Why does this code print null characters and why does it find null characters in both files?


bool isIdentical(FILE *file1, FILE *file2) //this fun tell me files is identical or no
{
    // this must have char1 in file1?  
    char c1 = fgetc(file1);

    // this must have char2 in file2? 
    char c2 = fgetc(file2);

    while (c1 != EOF && c2 != EOF)  //check if files reached to end 
    {
        c1 = fgetc(file1);
        c2 = fgetc(file2);
        if (c1 != c2)
            return 0;

        // I expect to print each char in to files but it actual print NULL  
        printf("%c %c\n", c1, c2);
    }

    // this to check if two files reached to end without returning 0
    if (c1 == EOF && c2 == EOF)
        return 1;
    else
        return 0; // then the files don't have the same length hence are not identical
}

Solution

  • There are multiple problems:

    • You must define c1 and c2 with type int instead of char to reliably test for EOF. fgetc() has 257 different return values, char can only hold 256 different values.

    • Furthermode, the printf statement is never called for the first byte of both files and may be called with both c1 and c2 equal to EOF, which is not 0, but more likely -1. You might get funny characters on your terminal for these bytes, which you seem to interpret as null characters, but are either non-ASCII characters (eg: ÿ) or encoding errors depending on the terminal settings.

    • The printf call outputs the raw byte values, which may cause spurious behavior in the terminal if the files have binary contents.

    • Also the files must be open in binary mode (with "rb") to ensure fgetc() does not translate the file contents in a system specific way on legacy systems.
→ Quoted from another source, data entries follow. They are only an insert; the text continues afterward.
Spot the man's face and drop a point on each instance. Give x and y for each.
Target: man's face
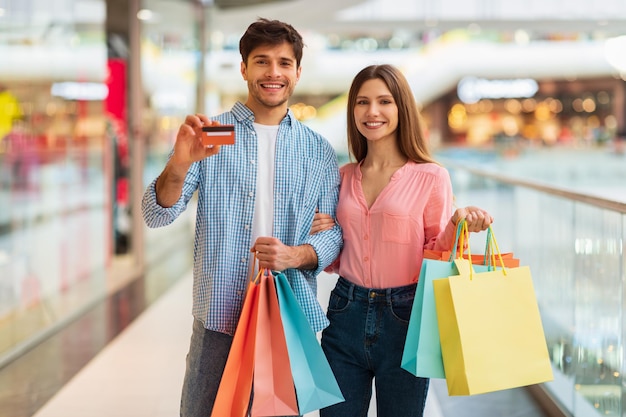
(272, 74)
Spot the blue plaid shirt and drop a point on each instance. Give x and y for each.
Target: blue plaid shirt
(306, 178)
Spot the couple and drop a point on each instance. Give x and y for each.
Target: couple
(279, 193)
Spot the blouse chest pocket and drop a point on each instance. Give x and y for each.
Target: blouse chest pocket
(397, 228)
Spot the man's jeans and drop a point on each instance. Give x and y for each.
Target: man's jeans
(206, 360)
(365, 340)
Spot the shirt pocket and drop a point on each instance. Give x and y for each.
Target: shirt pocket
(396, 228)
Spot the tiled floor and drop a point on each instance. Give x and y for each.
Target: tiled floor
(133, 366)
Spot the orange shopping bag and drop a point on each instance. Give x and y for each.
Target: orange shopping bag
(274, 391)
(233, 394)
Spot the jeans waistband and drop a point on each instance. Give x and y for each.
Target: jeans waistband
(353, 291)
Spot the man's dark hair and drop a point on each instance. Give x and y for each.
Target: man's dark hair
(270, 32)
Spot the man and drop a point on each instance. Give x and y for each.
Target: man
(258, 195)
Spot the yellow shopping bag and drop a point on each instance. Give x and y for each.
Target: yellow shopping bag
(490, 330)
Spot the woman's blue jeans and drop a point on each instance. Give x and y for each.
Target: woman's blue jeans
(365, 341)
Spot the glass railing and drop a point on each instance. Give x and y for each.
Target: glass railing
(574, 245)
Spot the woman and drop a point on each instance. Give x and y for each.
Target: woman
(394, 202)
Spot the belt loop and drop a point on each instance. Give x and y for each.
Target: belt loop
(351, 291)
    Here is a modified version:

    #include <stdbool.h>
    #include <stdio.h>
    
    bool isIdentical(FILE *file1, FILE *file2)  // compare file contents
    {
        int c1 = fgetc(file1);
        int c2 = fgetc(file2);
    
        // loop until one or both files reach end of file
        while (c1 != EOF && c2 != EOF)
        {
            if (c1 != c2)
                return 0;
    
            printf("%d %d\n", c1, c2); // output the byte values
    
            c1 = fgetc(file1);
            c2 = fgetc(file2);
        }
    
        // return TRUE if both files have the same length
        return (c1 == EOF && c2 == EOF);
    }
    

    Here is a simpler alternative with fewer tests and without duplicate function calls:

    #include <stdbool.h>
    #include <stdio.h>
    
    bool isIdentical(FILE *file1, FILE *file2)  // compare file contents
    {
        for (;;)   // unconditional loop
        {
            int c1 = fgetc(file1);
            int c2 = fgetc(file2);
    
            if (c1 != c2)
                return 0;   // different file contents or lengths
    
            if (c1 == EOF)
                return 1;   // both files reached end of file
    
            printf("%d %d\n", c1, c2); // output identical byte values
        }
    }